Selpmexa Selpmexa Selpmexa

Our syntax encodes a graph, and a graph doesn’t really care if the syntax was encoded in an input-to-output vs an output-to-input direction. So, as promised, here’s all the above examples, but “backwards”:

// min returns the lesser of the two numbers it is given
{
    (in)0 = a,
    (in)1 = b,

    (
        (a,b)lt,
        a,
        b
    )if = out

} = min

// decr outputs one less than the input.
{ (in, -1)add = out } = decr

// fib accepts a number i, and outputs the ith fibonacci number.
{
    {
        (in)0 = n,
        (in)1 = a,
        (in)2 = b,

        (
            (n)zero?
            a,
            ((n)decr, b, (a,b)add)inner
        )if = out

    } = inner,

    (in, 0, 1)inner = out

} = fib

// map accepts a sequence and a function, and returns a sequence consisting of
// the result of applying the function to each of the elements in the given
// sequence.
{
    {
        (in)0 = mapped-seq,
        (in)1 = orig-seq,
        (in)2 = op,

        (mapped-seq)len = i,

        ((orig-seq)i)op = next-el,
        (mapped-seq, next-el)append = next-mapped-seq,

        (
            ((mapped-seq)len, (orig-seq)len)eq,
            mapped-seq,
            (next-mapped-seq, orig-seq, op)inner
        )if = out

    } = inner,

    (()zero-seq, (in)0, (in)1)inner = out
} = map

Do these make you itchy? They kind of make me itchy. But… parts of them also appeal to me.

The obvious reason why these feel wrong to me is the placement of if:

(
    (a,b)lt,
    a,
    b
)if = out

The tuple which is being passed to if here is confusing unless you already know that it’s going to be passed to if. But on your first readthrough you won’t know that till you get to the end, so you’ll be in the dark until then. For more complex programs I’m sure this problem will compound.

On the other hand, pretty much everything else looks better, imo. For example:

// copied and slightly modified from the original to make it even more complex

(mapped-seq, ((orig-seq)i)op)append = next-mapped-seq

Something like this reads very clearly to me, and requires a lot less mental backtracking to comprehend. The main difficulty I have is tracking the parenthesis, but the overall “flow” of data and the order of events is plain to read.

Next Steps

The syntax here is not done yet, not by a long shot. If my record with past posts about ginger (wherein I’ve “decided” on something and then completely backtracked in later posts every single time) is any indication then this syntax won’t even look remotely familiar in a very short while.
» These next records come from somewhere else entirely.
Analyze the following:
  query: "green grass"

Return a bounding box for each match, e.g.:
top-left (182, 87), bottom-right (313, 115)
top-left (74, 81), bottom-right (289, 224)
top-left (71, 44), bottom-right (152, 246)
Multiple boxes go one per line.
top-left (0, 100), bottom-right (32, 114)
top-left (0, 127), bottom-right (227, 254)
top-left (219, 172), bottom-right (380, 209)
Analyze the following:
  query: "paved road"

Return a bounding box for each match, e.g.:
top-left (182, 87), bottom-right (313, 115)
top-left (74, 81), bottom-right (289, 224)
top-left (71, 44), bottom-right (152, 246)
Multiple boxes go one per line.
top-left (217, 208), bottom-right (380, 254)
But it’s a great starting point, I think, and raises a lot of good questions.

  • Can I make parenthesis chains, a la the last example, more palatable in some way?

  • Should I go with the “backwards” syntax afterall? In a functional style of programming if statements should be in the minority, and so the syntax which better represents the flow of data in that style might be the way.
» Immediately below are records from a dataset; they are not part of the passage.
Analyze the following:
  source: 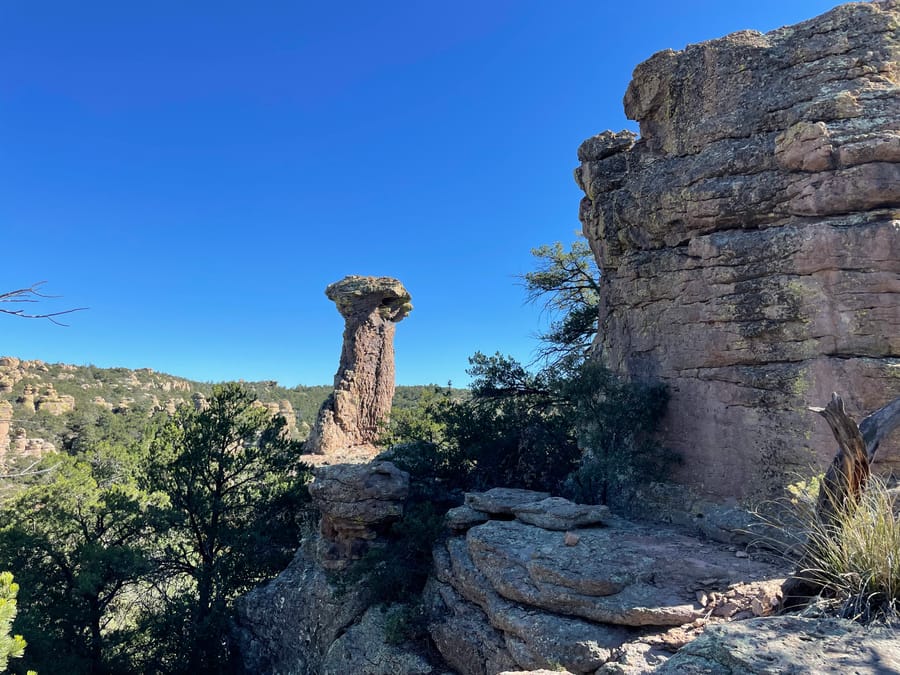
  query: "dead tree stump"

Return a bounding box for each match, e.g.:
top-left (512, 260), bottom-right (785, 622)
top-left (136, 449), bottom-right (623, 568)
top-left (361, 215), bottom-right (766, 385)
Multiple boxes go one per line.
top-left (783, 393), bottom-right (900, 609)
  • Destructuring of tuples seems to be wanted, as evidenced by all the a = 0(in) lines. Should this be reflected in the structure or solely be syntactical sugar?

  • Should the commas be replaced with any whitespace (and make commas count as whitespace, as clojure has done)? If this is possible then I think they should be, but I won’t know for sure until I begin implementing the parser.

And, surely, many more! I’ve felt a bit lost with ginger for a long time, but seeing a real, usable syntax emerge has really invigorated me, and I’ll be tackling it again in earnest soon (fingers crossed).